Мы строим наши суждения о неизвестных еще свойствах
обьектов по аналогии с нашим предыдущим опытом с известной
долей вероятности…
Часами сидел я, вынимая кружочки из коробки.
- Ты, кажется впадаешь в детство, - шутливо заметил
мой отец, придя как-то из библиотеки Дома ученых,
где он обыкновенно брал книги для чтения.
- Посмотри лучше, какую книгу я принес, - и с этими
словами он протянул книгу, которую держал в руках.
На обложке книги стояло: Академик И. П. Павлов. Лекции
о работе больших полушарий головного мозга. Госиздат.
5-е издание, 1927 г. .
Отец увлекался этой книгой.
Не раз за столом рассказывал он об удивительной способности
собак к тонкой дифференцировке, то есть о способности
их точно распознавать чрезвычайно малые отличия в
форме тел, в высоте тонов, в интенсивности серого
цвета и пр.
Особенный интерес вызывал опыт, в котором сильнодействующий
электрический раздражитель (разряд индукционной катушки)

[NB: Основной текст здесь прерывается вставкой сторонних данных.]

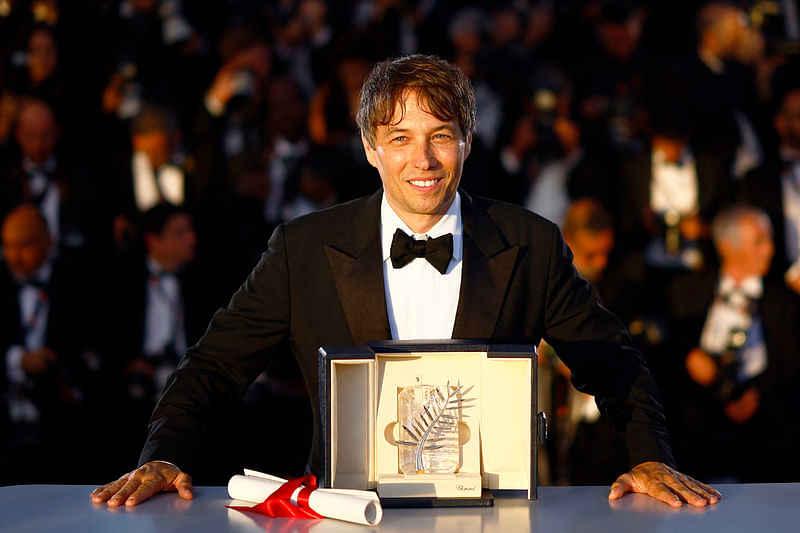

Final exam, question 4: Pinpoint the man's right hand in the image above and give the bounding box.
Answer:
[91,461,194,507]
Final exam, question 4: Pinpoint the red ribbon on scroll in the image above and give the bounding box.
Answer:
[225,474,325,518]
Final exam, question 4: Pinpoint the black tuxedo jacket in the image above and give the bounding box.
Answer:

путем усиленной тренировки животного был превращен
в обычный условный пищевой раздражитель, то
есть вместо того, чтобы вызывать присущую ему реакцию
оборонительного характера, вызывал истечение слюны
у собаки, или, как сказал бы психолог, вызывал у нее
представление о пище, то есть был превращен в нечто
для нее очень приятное.
Я тоже как-то взял книгу академика И. П. Павлова для
того, чтобы, как я предполагал, слегка перелистать,
просмотреть" и ознакомиться с нею.
Это однако оказалось невозможным.
Книга была написана так, что не допускала к себе поверхностного
отношения.
Ее нельзя было читать, не вдумываясь в ее содержание,
она как бы втягивала в себя.
Написанная своеобразным, сжатым, ясным языком, она
всецело подчиняла себе читателя, предоставляя ему
выбор;
Или честно усвоить всю ее совершенно новую, необычайную
для него терминологию, или же совсем не читать ее.
Медленно, с большим напряжением прочитал я три первые
лекции.
Как возникала мысль о возможности контакта двух наук
- учения об условных рефлексах и теории вероятностей?
Я думаю, что психологически главную роль в этом сближении
сыграла формула аналогии.
С одной стороны, я не мог не заметить, что мои ядовитые
змеи (точнее бегство от них) - это условный рефлекс,
а с другой стороны - сама формула аналогии была построена
по образцу формулы математической вероятности.
Я был чрезвычайно обрадован, когда в книге профессора
Ю. П. Фролова Учение об условных рефлексах как основа
педагогики, в главе, трактующей об учащении условного
рефлекса, как бы в подкрепление своим мыслям прочитал:
Мы полагаем поэтому, что отдел учения об условных
рефлексах настоящую свою оценку может получить лишь
при математической обработке полученных результатов.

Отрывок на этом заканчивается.